Dopo un’estate come quella che abbiamo vissuto, con un caldo opprimente e senza soluzione di continuità, il desiderio istintivo è quello di aria fresca, di tornare a respirare. Ecco, l’articolo di Valeria Finocchiaro è questo: una boccata, anzi una ventata di aria fresca.

Già, perché il tormento della canicola estiva è stato accompagnato dal tormento del dibattito sul rapporto tra Giorgia Meloni e il femminismo, già menzionato nel testo di Finocchiaro con particolare riferimento agli interventi di Michela Murgia e Rosi Braidotti. Un dibattito del femminismo «mainstream», si dirà, perché il femminismo «radicale» il problema non se l’è proprio posto: Meloni è di destra, una femminista non può essere di destra.

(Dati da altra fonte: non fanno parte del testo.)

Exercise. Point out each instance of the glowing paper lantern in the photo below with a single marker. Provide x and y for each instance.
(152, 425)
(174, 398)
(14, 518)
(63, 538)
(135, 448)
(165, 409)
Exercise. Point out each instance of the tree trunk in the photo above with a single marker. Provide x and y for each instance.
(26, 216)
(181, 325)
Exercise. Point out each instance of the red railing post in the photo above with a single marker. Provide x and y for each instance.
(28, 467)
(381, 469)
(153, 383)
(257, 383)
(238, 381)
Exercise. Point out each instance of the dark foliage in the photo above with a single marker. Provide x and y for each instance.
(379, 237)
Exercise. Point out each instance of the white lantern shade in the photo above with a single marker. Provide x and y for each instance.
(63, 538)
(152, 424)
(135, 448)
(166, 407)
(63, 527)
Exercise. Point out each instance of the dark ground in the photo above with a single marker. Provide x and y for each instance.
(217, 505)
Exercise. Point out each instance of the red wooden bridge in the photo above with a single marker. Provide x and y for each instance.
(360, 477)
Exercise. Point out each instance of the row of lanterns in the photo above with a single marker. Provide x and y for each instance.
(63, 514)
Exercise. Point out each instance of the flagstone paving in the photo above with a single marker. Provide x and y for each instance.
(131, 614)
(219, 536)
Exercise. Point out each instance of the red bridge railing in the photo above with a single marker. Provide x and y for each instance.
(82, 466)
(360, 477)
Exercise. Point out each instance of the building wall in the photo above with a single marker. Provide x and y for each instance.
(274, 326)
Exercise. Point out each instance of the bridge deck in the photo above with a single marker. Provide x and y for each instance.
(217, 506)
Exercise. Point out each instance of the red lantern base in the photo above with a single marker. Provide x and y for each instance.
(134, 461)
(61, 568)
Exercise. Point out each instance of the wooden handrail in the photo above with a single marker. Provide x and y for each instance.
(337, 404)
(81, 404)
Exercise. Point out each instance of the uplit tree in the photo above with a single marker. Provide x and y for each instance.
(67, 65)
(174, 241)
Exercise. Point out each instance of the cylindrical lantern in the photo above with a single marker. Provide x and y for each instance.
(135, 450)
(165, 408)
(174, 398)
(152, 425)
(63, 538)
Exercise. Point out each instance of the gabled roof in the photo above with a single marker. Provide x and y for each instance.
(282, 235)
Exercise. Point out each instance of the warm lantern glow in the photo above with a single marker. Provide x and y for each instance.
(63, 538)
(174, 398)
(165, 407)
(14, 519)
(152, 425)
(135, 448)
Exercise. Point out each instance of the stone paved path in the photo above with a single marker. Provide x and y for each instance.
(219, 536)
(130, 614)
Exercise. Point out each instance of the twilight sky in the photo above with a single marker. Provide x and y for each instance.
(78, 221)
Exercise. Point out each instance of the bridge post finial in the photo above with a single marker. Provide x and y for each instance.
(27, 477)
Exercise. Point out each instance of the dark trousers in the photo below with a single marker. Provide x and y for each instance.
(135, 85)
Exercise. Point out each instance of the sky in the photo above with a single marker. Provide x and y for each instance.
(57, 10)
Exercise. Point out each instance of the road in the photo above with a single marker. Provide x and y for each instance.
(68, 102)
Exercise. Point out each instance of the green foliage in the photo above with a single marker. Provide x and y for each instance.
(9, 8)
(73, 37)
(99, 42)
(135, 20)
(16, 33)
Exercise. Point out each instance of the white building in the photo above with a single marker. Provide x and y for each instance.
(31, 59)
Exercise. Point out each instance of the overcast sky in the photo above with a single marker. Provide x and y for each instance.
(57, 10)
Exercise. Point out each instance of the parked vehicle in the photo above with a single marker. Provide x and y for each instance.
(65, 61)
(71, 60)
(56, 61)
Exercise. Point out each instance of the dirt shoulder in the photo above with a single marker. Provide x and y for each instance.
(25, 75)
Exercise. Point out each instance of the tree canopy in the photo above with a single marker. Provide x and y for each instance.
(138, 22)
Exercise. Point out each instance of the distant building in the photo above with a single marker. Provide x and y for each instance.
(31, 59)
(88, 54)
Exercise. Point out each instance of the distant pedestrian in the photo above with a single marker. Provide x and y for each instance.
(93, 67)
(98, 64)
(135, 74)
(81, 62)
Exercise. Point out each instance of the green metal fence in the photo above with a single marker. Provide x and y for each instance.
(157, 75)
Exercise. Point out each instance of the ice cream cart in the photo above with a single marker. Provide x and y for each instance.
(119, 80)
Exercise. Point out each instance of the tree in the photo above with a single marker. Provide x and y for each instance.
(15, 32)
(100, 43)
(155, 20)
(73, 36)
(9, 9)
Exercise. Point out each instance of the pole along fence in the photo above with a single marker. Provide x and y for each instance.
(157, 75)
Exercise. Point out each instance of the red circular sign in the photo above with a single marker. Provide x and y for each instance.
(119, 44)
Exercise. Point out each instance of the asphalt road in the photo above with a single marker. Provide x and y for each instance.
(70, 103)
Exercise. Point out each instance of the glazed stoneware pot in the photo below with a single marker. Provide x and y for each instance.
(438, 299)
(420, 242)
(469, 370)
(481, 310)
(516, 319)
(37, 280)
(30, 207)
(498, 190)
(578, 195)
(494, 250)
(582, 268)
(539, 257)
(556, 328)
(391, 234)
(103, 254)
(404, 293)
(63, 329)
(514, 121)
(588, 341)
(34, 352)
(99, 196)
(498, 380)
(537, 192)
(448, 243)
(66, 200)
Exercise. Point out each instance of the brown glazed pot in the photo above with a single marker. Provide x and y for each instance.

Punto. Anzi, ancor di più. Una femminista non può che essere per la liberazione di tutte e di tutti, contro qualsiasi forma di oppressione e sfruttamento. Come se esistesse una contrapposizione ontologica tra femminismo e capitale, una verità oggettiva che non ammette discussioni e repliche. Se si assume questa prospettiva, è chiaro che lo stesso femminismo «mainstream», o «emancipazionista», è un falso femminismo.

Prima di entrare nel merito di questo postulato, restiamo sul dibattito estivo. A scatenare la polemica è stato un appello/manifesto firmato da varie femministe, gruppi o singole, dal significativo titolo Un orizzonte politico comune a donne di tutti i partiti. In esergo, una frase pronunciata nel 1791 da Olympe de Gouges, riconosciuta antesignana e progenitrice del femminismo moderno: «Le donne saranno sempre divise le une dalle altre? Non formeranno mai un corpo unico?». Segue il richiamo a un’altra nume tutelare: «Nel segno di Carla Lonzi a quarant’anni dalla scomparsa: elettrici e attiviste di tutti i partiti si uniscono nel dono di un “programma imprevisto” comune, orizzonte per un cambio di civiltà». Poi l’incipit, esplicito: «Siamo donne che votano ogni parte politica. Viviamo in ogni parte del paese. Apparteniamo a ogni condizione sociale. Siamo madri e non madri. Abbiamo una fede, o siamo agnostiche, o atee. Ci tiene insieme l’essere donne e la consapevolezza che quello che è buono per una donna e per le sue figlie/figli è buono per tutte e tutti». A partire da questo assunto, semplice e chiaro, si staglia la pretesa universale del femminismo: «Giustizia per le donne e giustizia per il mondo sono la stessa cosa».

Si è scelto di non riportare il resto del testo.